Dampak Psikologis dan Lepas Tangan Pemerintah
Dalam setiap penggusuran kampung, anak-anak merupakan kelompok warga paling rentan. Dosen dan psikolog anak remaja di Unit Layanan Psikologi Terpadu (ULPT) Universitas Islam Bandung (Unisba) Stephani Raihan Hamdan menggambarkan bahwa kondisi kebutuhan akan rumah dan tempat tinggal yang layak akan mempengaruhi pertumbuhan anak, baik dari sisi fisik maupun juga psikologis.
Secara fisik, orang membutuhkan tempat tinggal untuk beristirahat, sehingga bisa sehat dan bertumbuh dengan baik. Ketika anak, misalnya, harus berpindah tempat dan berada dalam kondisi konflik, secara fisik ia akan rentan. Lalu, secara psikis, dirinya juga akan terganggu.
“Jadi saya melihatnya dasar bahwa ketika seseorang tidak punya rumah yang layak saja sudah bermasalah. Ketika rumahnya tergusur dengan kondisi yang mungkin penuh konflik, situasi yang menyebabkan anak itu trauma, kayaknya double. Udah mah tidak bahagia, tidak punya tempat tinggal, ditambah dengan konflik yang membuat traumatik,” ungkap Stephani kepada Bandungbergerak.id melalui sambungan telepon, Senin (31/1/2022) malam.

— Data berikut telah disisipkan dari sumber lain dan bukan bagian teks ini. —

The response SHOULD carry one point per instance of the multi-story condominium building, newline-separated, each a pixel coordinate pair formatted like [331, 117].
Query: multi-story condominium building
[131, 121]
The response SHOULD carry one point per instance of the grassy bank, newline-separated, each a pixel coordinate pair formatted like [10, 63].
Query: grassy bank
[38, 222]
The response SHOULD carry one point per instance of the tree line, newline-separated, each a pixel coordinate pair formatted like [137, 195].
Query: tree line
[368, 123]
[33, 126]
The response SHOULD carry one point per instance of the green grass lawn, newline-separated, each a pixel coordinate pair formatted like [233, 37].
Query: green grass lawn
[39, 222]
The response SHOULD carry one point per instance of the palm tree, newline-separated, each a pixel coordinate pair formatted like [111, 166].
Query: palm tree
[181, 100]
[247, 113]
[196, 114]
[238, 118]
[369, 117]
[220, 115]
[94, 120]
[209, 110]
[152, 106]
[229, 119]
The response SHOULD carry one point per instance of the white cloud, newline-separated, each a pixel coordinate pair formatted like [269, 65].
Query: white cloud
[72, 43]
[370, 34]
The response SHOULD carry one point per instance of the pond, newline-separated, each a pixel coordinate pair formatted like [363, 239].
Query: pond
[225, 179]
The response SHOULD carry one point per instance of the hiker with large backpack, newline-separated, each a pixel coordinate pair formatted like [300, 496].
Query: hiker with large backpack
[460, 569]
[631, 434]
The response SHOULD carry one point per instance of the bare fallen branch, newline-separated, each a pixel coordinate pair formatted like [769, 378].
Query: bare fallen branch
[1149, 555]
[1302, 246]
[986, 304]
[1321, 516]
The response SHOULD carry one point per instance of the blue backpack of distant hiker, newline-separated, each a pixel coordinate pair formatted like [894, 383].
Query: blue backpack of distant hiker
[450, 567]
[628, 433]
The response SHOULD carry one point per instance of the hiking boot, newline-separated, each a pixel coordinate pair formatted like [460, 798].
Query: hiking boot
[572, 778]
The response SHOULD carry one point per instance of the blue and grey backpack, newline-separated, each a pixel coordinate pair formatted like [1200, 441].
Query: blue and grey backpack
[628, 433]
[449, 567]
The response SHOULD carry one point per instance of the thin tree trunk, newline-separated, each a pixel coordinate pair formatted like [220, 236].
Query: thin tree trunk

Dalan kondisi penuh konflik seperti ini, anak-anak rentan mengalami dua trauma sekaligus, yakni jangka pendek dan jangka panjang. Sebagai ttrauma jangka pendek, anak-anak menjadi syok dengan perubahan yang mendadak. Dari yang tadinya ada rumah, menjadi tidak ada. Trauma jangka pendek akan menyebabkan anak-anak terganggu secara konsentrasi, terganggu dalam pendidikannya, serta memiliki perasaan tidak tenang.
Sementara untuk efek jangka panjangnya, pengaruh secara psikis membuat anak-anak merasa tidak aman. Kualitas hidup anak bisa menurun, karena seluruh aspek perkembangannya juga menurun.
“Otomatis secara mental (anak-anak) terganggu. Ruang-ruang kebahagiaan mereka itu juga terenggut, istilahnya begitu yah, dengan adanya penggusuran ini. Dan traumanya jangka panjang,” ujar Stephani.
Dalam situasi konflik yang menempatkan anak-anak sebagai korban, pemerintah seharusnya hadir dan mengambil tanggung jawabnya. Penanganan secara psikis tentu sangat diperlukan. Namun pada kenyataannya, hingga kini anak-anak korban penggusuran di Kota Bandung belum sekali pun mendapatkan sentuhan dari Pemerintah Kota. Bahkan, pemerintah terkesan lepas tangan dan menutup telinga akan nasib anak-anak tersebut.
Kepala Unit Pelaksana Teknis Daerah Perlindungan Perempuan dan Anak (UPTD PPA) Kota Bandung Rita Verita mengungkapkan bahwa memang betul PPA memiliki tugas membantu dan melindungi anak-anak yang menjadi korban secara psikis. Namun, tampaknya para petugas PPA sendiri belum pernah turun langsung untuk menangani anak-anak korban konflik penggusuran di beberapa titik di Kota Bandung, mulai dari Tamansari hingga Anyer Dalam.
“Orang tua yang merasa anaknya mengalami perubahan perilaku akibat dampak penggusuran tersebut dapat mendatangi UPTD PPA Kota Bandung,” tutur Rita Verita kepada Bandungbergerak.id melalui pesan secara tertulis.